『息』
書籍情報:JPO出版情報登録センター
※書籍情報の無断転載を禁じます
【聞きたい。】小池水音さん 『息』
[文] 海老沢類(産経新聞社)
■傷と痛みでつながる家族
別れや喪失の痛みを、考え抜かれた端正な文章で紡ぐ。熱心に読んできた現代の海外文学を滋養に、普遍的な題材に挑み続ける新人が初の小説集を出した。
「海外文学には、ありふれたものに包摂されるきらめきを、そのまま取り出したような作品もある。あのようなものを自分でも書くことができたら大きな喜びだなあと」
今年の三島由紀夫賞候補に選ばれた表題作は、語り手の女性「わたし(=環(たまき))」が15年ぶりに喘息(ぜんそく)の発作に見舞われるシーンから始まる。同じように喘息持ちだった環の弟は、10年前に20歳を目前にして命を絶っていた。以来、父は職探しをやめて家にひきこもり、脱法ハーブにも手を出す。
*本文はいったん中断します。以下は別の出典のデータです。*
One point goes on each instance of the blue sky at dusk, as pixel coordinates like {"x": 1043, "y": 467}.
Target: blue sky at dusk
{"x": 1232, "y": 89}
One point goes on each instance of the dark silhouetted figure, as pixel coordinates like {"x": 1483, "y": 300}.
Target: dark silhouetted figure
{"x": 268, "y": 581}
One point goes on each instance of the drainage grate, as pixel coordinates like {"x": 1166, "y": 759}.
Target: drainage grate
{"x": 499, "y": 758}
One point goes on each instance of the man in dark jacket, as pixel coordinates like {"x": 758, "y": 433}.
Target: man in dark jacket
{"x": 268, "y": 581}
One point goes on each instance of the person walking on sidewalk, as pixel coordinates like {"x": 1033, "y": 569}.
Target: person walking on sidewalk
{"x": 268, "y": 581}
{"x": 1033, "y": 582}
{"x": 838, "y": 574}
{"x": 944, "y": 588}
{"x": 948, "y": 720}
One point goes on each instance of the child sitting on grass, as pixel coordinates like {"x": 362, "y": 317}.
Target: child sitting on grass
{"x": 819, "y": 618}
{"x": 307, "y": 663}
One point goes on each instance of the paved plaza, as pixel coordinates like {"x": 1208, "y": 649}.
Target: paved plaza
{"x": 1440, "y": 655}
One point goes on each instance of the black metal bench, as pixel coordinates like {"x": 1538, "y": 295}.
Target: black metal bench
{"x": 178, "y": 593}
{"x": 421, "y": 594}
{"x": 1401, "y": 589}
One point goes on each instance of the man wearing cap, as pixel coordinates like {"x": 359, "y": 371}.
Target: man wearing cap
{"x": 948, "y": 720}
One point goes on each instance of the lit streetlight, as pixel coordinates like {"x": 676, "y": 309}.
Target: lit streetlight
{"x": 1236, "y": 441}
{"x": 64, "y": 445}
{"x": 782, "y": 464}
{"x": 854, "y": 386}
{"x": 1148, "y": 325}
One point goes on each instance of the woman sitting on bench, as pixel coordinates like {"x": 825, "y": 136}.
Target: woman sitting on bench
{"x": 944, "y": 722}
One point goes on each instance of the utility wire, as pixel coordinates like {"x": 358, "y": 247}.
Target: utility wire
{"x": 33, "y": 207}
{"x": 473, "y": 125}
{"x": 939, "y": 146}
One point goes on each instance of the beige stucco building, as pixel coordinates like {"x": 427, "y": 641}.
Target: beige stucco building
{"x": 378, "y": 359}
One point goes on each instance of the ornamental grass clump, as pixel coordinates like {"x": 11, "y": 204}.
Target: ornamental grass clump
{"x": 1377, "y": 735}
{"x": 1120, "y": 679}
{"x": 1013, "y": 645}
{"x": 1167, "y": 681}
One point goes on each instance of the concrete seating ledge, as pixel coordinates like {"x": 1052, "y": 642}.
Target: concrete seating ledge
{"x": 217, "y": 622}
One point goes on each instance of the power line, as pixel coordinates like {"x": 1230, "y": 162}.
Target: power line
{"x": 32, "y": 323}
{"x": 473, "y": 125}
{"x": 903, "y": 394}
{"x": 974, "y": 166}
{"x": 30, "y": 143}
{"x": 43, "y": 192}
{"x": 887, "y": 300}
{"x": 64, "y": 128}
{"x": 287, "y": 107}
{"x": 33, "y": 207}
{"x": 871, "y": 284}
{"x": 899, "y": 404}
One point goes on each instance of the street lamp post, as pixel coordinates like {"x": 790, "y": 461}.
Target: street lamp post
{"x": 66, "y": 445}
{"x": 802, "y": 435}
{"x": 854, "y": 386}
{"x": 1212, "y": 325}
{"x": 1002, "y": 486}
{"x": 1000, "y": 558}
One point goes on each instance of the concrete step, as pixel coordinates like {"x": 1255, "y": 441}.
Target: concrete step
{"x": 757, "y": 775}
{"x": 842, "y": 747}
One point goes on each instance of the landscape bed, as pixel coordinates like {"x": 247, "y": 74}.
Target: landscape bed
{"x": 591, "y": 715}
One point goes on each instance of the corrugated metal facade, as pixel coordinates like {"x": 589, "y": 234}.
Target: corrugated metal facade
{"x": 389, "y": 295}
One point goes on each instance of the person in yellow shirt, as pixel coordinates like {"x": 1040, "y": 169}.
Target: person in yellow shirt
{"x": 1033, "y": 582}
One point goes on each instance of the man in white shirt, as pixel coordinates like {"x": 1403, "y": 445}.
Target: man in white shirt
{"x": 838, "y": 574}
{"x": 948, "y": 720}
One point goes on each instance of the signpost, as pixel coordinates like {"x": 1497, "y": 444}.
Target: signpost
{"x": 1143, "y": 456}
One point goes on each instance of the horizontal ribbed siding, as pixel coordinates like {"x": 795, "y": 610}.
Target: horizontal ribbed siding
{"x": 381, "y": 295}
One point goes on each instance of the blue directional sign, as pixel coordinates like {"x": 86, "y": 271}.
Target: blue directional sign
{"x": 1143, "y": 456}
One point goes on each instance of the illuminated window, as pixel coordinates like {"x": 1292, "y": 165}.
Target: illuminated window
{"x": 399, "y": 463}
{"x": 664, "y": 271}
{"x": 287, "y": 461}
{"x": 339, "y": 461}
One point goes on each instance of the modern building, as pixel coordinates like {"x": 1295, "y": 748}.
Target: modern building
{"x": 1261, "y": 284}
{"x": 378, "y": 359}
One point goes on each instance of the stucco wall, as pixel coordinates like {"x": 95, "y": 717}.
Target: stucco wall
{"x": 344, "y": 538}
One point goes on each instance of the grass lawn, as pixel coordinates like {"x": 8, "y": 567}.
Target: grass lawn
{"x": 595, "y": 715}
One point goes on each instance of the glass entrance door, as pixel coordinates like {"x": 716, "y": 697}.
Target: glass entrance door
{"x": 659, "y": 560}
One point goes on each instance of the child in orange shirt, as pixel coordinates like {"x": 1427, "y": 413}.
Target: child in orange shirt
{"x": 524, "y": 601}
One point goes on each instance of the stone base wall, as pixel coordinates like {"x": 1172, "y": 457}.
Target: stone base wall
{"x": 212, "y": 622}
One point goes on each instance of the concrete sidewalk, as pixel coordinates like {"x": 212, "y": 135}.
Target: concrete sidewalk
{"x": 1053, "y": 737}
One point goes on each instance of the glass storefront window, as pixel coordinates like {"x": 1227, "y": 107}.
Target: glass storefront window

母は憔悴(しょうすい)しながらも家庭を守る。環も、生死のはざまにいるような弟の姿を夢で見続ける…。それぞれに傷と後悔を内に抱えて生きてきた、残された者の10年とその後がつづられる。
作家の実体験が根底にある。子供のころ喘息に苦しみ、大学生時代には姉を亡くした。「亡くなった人を悼む小説やエッセーを読みこみ、大学で研究するようになった」。物語では、弟が亡くなった日へと時間をさかのぼっていく語りが印象的。家族は辛い記憶に立ち戻り、傷や苦しみを介して、少しずつつながっていくのだ。
「新たな痛みを伴う何かでしか癒やされないような傷もあると思うんです。記憶や想像力は脆弱(ぜいじゃく)だけれど、それでしか亡くなった人には到達しえない。苦しい時間が嵩(かさ)としてたまることで初めて透(とお)る光、みたいなものが見られたら」
ライフスタイル誌の編集者として働きながら、就寝前の30分から1時間を執筆に割く。「毎日、原稿用紙で2枚分は書こうと。でも結局、翌日には書いたものを全部なかったことにする繰り返しで…」。吸っては吐き、吐いては吸う。息と同じように、小さな点の積み重ねが線となり物語が生まれる。(新潮社・2090円)
海老沢類
◇
【プロフィル】小池水音
こいけ・みずね 平成3年、東京都生まれ。慶応大卒。令和2年、本書に併録された「わからないままで」で新潮新人賞を受けてデビューした。